Divisions intensify within Chavez's ruling coalition

 CARACAS, Venezuela (AP) -- Divisions in President Hugo Chavez's government intensified Monday with the expected withdrawal of a coalition partner's support for his re-election bid this month.

 The split comes after three former army commanders who helped Chavez stage a 1992 coup attempt also broke away from the president.

 The growing discontent inside Chavez's revolutionary movement, however, doesn't appear to be dampening his chances in the May 28 vote. Polls show he maintains a solid lead over his closest rival, Francisco Arias Cardenas, one of the former fellow coup leaders.

 Leaders of Fatherland For All, one of three parties making up Chavez's ruling coalition, were planning to abandon the government and withdraw their support for Chavez's candidacy.

 The move carried potential international ramifications, since Oil Minister Ali Rodriguez, the current president of the Organization of Petroleum Exporting Countries, belongs to Fatherland For All. Party leaders said Rodriguez would be free to decide for himself whether to stay in the government.

 The coalition infighting is a result of "struggle for bureaucratic space" and differences over which candidates should be posted in the May 28 vote for local offices, said Tarek William Saab, a key Chavez ally and candidate for Congress. But party leaders said their irritation with Chavez went beyond mundane politics: They said they fear the country's "militarization" and a dangerous concentration of power in Chavez's hands.

 Fatherland For All leaders became irate when, during flooding last December that killed thousands, Chavez went over the heads of local civilian leaders and "tried to militarize" the disaster zone, party leader Pablo Medina said.

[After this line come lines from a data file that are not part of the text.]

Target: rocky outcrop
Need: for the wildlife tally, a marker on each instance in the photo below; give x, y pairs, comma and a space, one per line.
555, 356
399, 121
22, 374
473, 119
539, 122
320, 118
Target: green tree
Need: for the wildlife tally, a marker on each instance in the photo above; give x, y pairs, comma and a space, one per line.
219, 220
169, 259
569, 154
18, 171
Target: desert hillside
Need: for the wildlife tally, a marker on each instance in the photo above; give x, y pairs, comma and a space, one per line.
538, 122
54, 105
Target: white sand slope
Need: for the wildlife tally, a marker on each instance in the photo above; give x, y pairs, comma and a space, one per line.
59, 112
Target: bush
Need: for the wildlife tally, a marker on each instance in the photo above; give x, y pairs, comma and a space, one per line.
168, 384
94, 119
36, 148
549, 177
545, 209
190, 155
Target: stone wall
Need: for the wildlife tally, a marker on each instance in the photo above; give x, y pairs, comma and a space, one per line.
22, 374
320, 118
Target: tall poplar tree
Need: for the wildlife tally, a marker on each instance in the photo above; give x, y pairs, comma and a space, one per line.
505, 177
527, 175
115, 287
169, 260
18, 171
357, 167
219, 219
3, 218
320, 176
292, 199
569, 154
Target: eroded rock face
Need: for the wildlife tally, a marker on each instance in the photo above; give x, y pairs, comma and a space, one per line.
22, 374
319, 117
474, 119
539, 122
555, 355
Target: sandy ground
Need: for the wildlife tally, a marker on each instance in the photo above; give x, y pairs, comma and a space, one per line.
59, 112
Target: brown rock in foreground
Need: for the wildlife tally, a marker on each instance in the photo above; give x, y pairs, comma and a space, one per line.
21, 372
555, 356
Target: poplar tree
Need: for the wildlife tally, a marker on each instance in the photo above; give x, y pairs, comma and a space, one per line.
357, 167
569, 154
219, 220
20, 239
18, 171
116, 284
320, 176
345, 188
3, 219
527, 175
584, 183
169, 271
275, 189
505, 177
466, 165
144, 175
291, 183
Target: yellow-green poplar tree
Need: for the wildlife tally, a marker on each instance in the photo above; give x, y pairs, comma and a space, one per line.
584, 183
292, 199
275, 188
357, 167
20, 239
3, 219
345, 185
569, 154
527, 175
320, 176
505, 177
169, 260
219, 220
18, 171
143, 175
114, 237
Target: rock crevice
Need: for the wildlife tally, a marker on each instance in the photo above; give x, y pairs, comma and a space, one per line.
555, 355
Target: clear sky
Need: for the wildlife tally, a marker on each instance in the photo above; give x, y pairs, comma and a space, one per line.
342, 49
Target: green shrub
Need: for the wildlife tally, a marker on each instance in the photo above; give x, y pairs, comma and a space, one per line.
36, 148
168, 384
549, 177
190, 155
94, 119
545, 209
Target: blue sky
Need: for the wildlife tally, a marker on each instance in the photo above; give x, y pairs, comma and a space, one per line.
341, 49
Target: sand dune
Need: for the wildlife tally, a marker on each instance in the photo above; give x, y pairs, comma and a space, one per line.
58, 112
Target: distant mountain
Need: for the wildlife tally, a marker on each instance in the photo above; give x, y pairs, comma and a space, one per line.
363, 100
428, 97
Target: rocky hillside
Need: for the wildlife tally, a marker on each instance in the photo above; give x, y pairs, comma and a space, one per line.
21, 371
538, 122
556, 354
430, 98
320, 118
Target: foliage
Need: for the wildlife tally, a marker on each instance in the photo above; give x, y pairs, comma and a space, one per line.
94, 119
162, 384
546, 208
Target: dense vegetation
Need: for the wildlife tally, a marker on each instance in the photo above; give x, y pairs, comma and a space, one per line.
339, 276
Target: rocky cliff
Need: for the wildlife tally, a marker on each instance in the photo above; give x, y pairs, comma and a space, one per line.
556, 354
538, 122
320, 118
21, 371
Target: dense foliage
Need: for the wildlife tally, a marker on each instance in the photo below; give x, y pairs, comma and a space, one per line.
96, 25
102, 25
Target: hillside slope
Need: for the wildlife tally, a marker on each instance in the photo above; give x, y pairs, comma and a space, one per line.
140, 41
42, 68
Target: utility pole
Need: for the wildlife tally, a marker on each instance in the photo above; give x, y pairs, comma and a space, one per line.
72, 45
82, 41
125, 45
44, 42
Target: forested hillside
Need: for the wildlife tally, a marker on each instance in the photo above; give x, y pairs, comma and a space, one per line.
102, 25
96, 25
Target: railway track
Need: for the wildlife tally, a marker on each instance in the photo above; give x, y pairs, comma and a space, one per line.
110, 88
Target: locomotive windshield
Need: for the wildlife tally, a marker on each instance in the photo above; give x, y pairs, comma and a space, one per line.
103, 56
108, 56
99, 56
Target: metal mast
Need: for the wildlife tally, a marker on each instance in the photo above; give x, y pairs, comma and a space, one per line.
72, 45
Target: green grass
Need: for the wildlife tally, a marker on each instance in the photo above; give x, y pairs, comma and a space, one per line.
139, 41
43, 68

 He said similar problems have arisen in the eastern state of Anzoategui, where one of Chavez's generals allegedly disregarded the authority of the local governor.

 Chavez has repeatedly said he doesn't need any party's support as long as the people are with him.

 Since taking office in February 1999, Chavez has done away with the political establishment that ruled the South American nation during four decades of democracy, pushing through a new constitution that eliminated the Senate, increased the power of the presidency and called for new balloting this month to "re-legitimize" most public offices, including the presidency.

 He says radical changes were necessary to rescue Venezuela from corrupt leadership that he insists squandered the Western Hemisphere's largest oil reserves, plunging the vast majority of the population into poverty.

 The latest split comes amid growing discontent with what critics and former allies say is Chavez's tendency to distance himself from political organizations and ignore the democratic balance of power.

 He has come under fire for his friendship with an Argentine writer, Norberto Ceresole, who has denied the existence of the Holocaust and who advocates a "leader-army-masses" troika that rules free of attachments to political parties.

 "He's using a fascist thesis that seeks to wrap the masses around a single person," said Albanis Segura, a 25-year-old university student who showed up at a rally last week to cheer on Arias, Chavez's presidential challenger. "There must be a diversity of ideas," he added.